Um retrato do exposto acima pode ser observado na história biográfica do meu amigo “surdo”, em uma conversa de whatsapp, escreveu que aprendeu a Libras tardiamente “porque a fonoaudióloga disse para minha mãe que se eu aprender Libras eu não vou aprender a falar kkkkk e por isso não deixava”55. Este excerto, mostra uma

controvérsia discursiva existente em torno das construções (composições) de

corporalidades ligadas tanto a língua oral-auditiva quanto a língua viso-espacial. No

trecho “[..] se eu aprender Libras eu não vou aprender a falar kkkkk [...]”, crítica sutilmente a crença cultivada no passado pelos pais, de que a Libras poderia atrapalhar no seu desenvolvimento da fala. Logo, não parecia fazer sentido para este agente a crença familiar (compartilhada por muitos “ouvintes”); na verdade, como me relatou, a Libras lhe ajudou a aprender a escrita do Português e a esclarecer alguns “fatos da vida e do mundo”.

A aquisição da língua de sinais não atrofiou suas habilidades corporais e linguísticas para com o Português. Este agente passou a expressar uma corporalidade que

transita entre o “mundo ouvinte” e o “mundo surdo”, entretanto ele de fato se identifica com o modo de “ser surdo” e com a Libras. Devido ao fato de ter sido submetido por anos ao treinamento e ao aprendizado da língua falada pelos seus pais, se adaptou com maior conforto linguístico e perceptível à comunicação via língua de sinais. É possível que tal fato tenha ocorrido devido a Libras exigir menor esforço cognitivo-motor- sensorial do corpo surdo (CAPOVILLA, 2004).

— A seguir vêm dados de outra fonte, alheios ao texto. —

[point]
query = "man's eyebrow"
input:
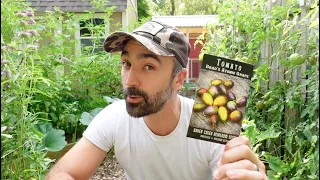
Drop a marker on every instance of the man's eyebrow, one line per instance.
(124, 53)
(149, 55)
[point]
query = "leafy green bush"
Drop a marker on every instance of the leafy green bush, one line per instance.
(282, 114)
(46, 85)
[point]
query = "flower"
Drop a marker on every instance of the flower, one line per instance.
(33, 47)
(31, 21)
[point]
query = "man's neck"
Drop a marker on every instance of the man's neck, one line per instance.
(165, 121)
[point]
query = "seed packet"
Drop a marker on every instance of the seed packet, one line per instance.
(220, 101)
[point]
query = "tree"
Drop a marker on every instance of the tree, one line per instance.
(143, 10)
(184, 7)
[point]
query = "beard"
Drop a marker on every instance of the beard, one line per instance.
(149, 104)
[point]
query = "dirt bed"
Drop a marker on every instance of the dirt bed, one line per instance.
(109, 169)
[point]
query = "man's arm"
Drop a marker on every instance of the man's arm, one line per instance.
(80, 162)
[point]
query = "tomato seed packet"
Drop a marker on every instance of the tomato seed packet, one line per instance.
(220, 101)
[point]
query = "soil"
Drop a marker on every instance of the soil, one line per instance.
(109, 169)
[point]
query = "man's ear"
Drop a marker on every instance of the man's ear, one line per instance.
(179, 79)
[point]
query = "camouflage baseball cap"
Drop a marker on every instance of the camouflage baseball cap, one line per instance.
(161, 39)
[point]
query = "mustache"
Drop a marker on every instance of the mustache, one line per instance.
(132, 91)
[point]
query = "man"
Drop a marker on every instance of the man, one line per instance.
(148, 128)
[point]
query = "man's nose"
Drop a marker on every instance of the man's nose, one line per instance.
(132, 79)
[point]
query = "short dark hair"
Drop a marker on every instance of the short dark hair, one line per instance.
(176, 68)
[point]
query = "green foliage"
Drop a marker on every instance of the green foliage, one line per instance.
(143, 10)
(46, 85)
(86, 117)
(281, 115)
(184, 7)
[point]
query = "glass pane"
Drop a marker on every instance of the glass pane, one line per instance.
(89, 45)
(98, 21)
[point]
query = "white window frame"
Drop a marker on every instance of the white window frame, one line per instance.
(77, 34)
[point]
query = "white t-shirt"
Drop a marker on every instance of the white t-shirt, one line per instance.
(144, 155)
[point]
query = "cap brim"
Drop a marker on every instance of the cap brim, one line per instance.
(116, 42)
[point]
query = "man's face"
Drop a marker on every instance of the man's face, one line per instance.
(146, 79)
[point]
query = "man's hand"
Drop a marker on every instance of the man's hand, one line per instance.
(238, 162)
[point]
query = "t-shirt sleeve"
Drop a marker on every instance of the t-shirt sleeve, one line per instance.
(101, 130)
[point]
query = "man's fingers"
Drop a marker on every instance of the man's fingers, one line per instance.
(243, 174)
(220, 173)
(237, 154)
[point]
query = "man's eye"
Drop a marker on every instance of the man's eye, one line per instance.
(148, 67)
(125, 64)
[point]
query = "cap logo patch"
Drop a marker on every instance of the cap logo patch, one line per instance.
(150, 27)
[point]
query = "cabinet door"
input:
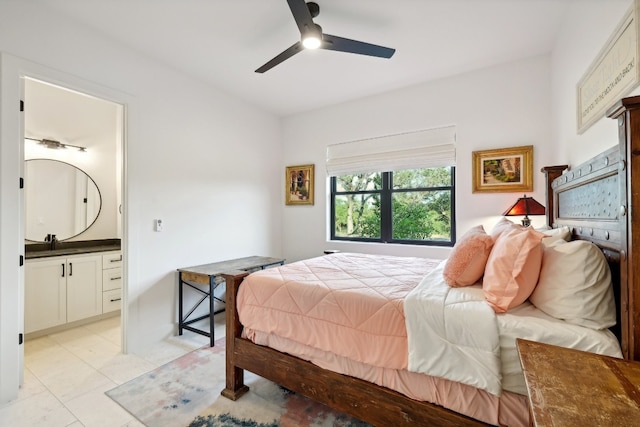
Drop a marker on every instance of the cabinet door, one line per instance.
(84, 287)
(45, 289)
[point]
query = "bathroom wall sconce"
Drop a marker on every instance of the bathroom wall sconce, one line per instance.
(56, 145)
(525, 206)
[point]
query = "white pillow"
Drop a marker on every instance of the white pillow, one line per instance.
(555, 234)
(575, 285)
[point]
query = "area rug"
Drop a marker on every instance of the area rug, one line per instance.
(186, 392)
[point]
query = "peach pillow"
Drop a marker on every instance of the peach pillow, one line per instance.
(513, 268)
(466, 264)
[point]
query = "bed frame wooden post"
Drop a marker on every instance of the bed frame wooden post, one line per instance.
(627, 114)
(551, 173)
(235, 386)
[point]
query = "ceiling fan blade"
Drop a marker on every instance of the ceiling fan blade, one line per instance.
(286, 54)
(301, 14)
(330, 42)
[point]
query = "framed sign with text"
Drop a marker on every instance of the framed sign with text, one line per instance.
(613, 74)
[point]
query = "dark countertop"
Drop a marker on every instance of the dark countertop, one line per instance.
(42, 250)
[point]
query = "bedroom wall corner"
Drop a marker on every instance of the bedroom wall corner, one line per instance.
(184, 139)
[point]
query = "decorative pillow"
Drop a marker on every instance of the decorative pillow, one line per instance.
(555, 234)
(513, 268)
(575, 285)
(465, 266)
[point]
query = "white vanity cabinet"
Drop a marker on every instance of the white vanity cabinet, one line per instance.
(111, 281)
(66, 289)
(45, 294)
(84, 287)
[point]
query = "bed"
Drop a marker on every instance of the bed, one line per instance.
(592, 200)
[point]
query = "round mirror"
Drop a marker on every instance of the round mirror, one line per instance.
(60, 199)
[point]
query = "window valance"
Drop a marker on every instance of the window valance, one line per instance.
(414, 150)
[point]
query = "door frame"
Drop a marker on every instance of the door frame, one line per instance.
(13, 70)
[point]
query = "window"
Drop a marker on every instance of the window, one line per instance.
(415, 206)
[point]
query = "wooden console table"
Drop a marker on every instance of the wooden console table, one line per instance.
(210, 275)
(569, 387)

A interdição imposta inicialmente pela família deste interlocutor “surdo” em relação ao aprendizado/aquisição da Libras nos anos iniciais de sua vida, demonstra certo englobamento de processos envolvendo a composição de corporalidades centrada nos modos de “ser”, “estar”, “perceber e “significar” dos “ouvintes” – instituindo uma relação de oposição hierárquica englobante (DUARTE, L. 1995). Em outras palavras, o fato deste interlocutor ter nascido sem o sentido da audição, não o incapacitou de se desenvolver e adquirir uma língua de sinais, ainda a partir de uma rigorosa disciplina para o aprendizado do Português falado e escrito.

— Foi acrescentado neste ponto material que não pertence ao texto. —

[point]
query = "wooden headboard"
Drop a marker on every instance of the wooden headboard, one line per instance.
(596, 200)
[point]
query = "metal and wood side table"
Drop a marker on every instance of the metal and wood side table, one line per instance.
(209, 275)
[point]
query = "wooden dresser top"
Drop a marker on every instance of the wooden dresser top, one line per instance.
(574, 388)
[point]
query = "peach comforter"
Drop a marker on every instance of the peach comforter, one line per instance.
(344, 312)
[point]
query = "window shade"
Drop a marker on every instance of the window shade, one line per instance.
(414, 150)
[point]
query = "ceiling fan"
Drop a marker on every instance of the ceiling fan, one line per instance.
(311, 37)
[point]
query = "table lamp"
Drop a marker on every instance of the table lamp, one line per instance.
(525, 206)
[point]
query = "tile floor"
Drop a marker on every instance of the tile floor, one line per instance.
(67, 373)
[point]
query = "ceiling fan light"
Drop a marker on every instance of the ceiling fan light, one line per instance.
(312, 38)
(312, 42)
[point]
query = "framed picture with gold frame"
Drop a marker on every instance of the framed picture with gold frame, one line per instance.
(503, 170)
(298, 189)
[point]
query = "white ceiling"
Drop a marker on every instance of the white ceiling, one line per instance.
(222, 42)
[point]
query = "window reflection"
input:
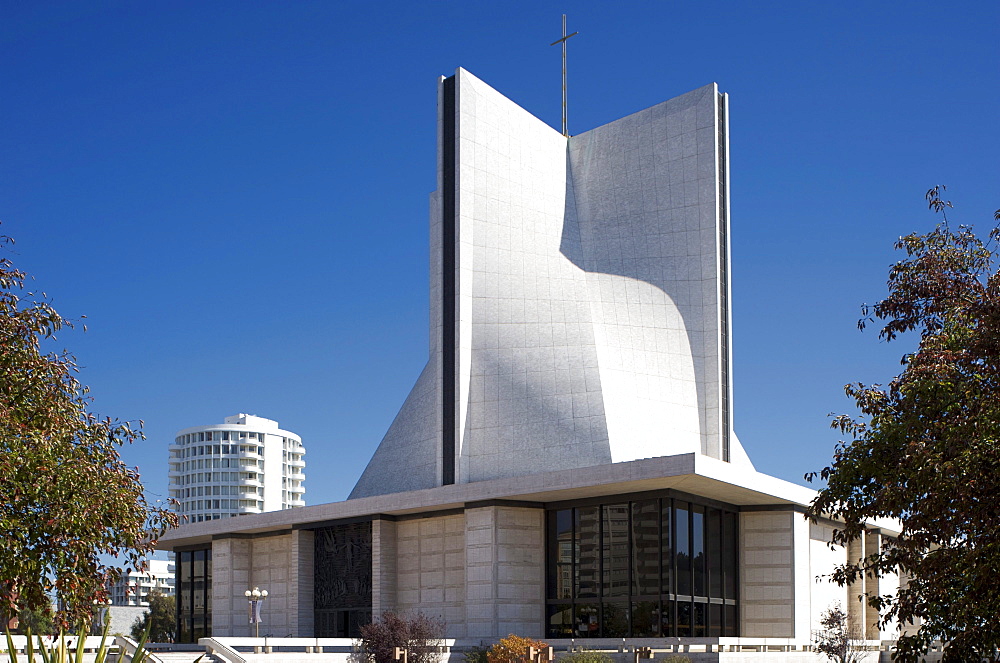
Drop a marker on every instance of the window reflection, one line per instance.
(659, 566)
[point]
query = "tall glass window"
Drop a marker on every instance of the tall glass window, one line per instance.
(659, 566)
(194, 594)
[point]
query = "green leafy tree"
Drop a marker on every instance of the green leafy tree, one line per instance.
(837, 639)
(67, 501)
(926, 449)
(160, 619)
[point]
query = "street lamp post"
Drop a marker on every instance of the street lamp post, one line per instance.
(102, 608)
(255, 596)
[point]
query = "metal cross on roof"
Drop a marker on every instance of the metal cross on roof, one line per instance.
(563, 42)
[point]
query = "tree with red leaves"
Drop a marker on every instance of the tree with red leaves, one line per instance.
(67, 501)
(926, 449)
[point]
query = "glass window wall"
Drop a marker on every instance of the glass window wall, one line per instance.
(656, 567)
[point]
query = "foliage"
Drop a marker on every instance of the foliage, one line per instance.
(926, 449)
(66, 497)
(62, 650)
(587, 656)
(476, 654)
(159, 620)
(512, 649)
(35, 621)
(420, 635)
(838, 640)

A história de evidência parte do processo de composição da língua oral em seu corpo: seu treinamento, o esforço necessário para ler os lábios e, mesmo sem poder ouvir a palavra, entender seu significado isolado e dentro de uma frase, e ainda, ser capaz de mobilizar seus sons através de técnicas vocais reproduzidas na/pela língua falada e transposta para sua escrita. Para ele, o uso do Português exige mais esforço corporal do que a Libras (diferente da opinião de muitos interlocutores “ouvintes” que diz o contrário). Embora seu encontro com esta língua de sinais ter se dado quando ele já estava com nove anos de idade, tal fato não prejudicou seu aprendizado da Libras que, automaticamente, o levou a se identificar com a “cultura e identidade surda” – criando nele um sentimento de pertença devido a aproximação de seus pares. A partir daí ele despertou uma curiosidade visual e uma forma também visual de se comunicar por meio de técnicas corporais, codificadas pelos sinais conformados socialmente por meio da gramática corporal da Libras – encarnada através da “remodelagem” e da “gestão rigorosa do corpo” (WACQUANT, L. 2002, p. 147).

Este interlocutor, tornou-se um estrangeiro naturalizado no “mundo ouvinte”, ao passo que eu me tornava um estrangeiro naturalizado no “mundo surdo” devido meu aprendizado da Libras e das questões relativas à “cultura surda”. Desse modo, o “vestir a Libras no corpo” possibilitou transformações modulares sensoriais, ou seja, uma

“remodelagem” do corpo para agenciar a língua de sinais e com ela o modo de “ser”, “estar”, “perceber” e “significar” o “mundo”.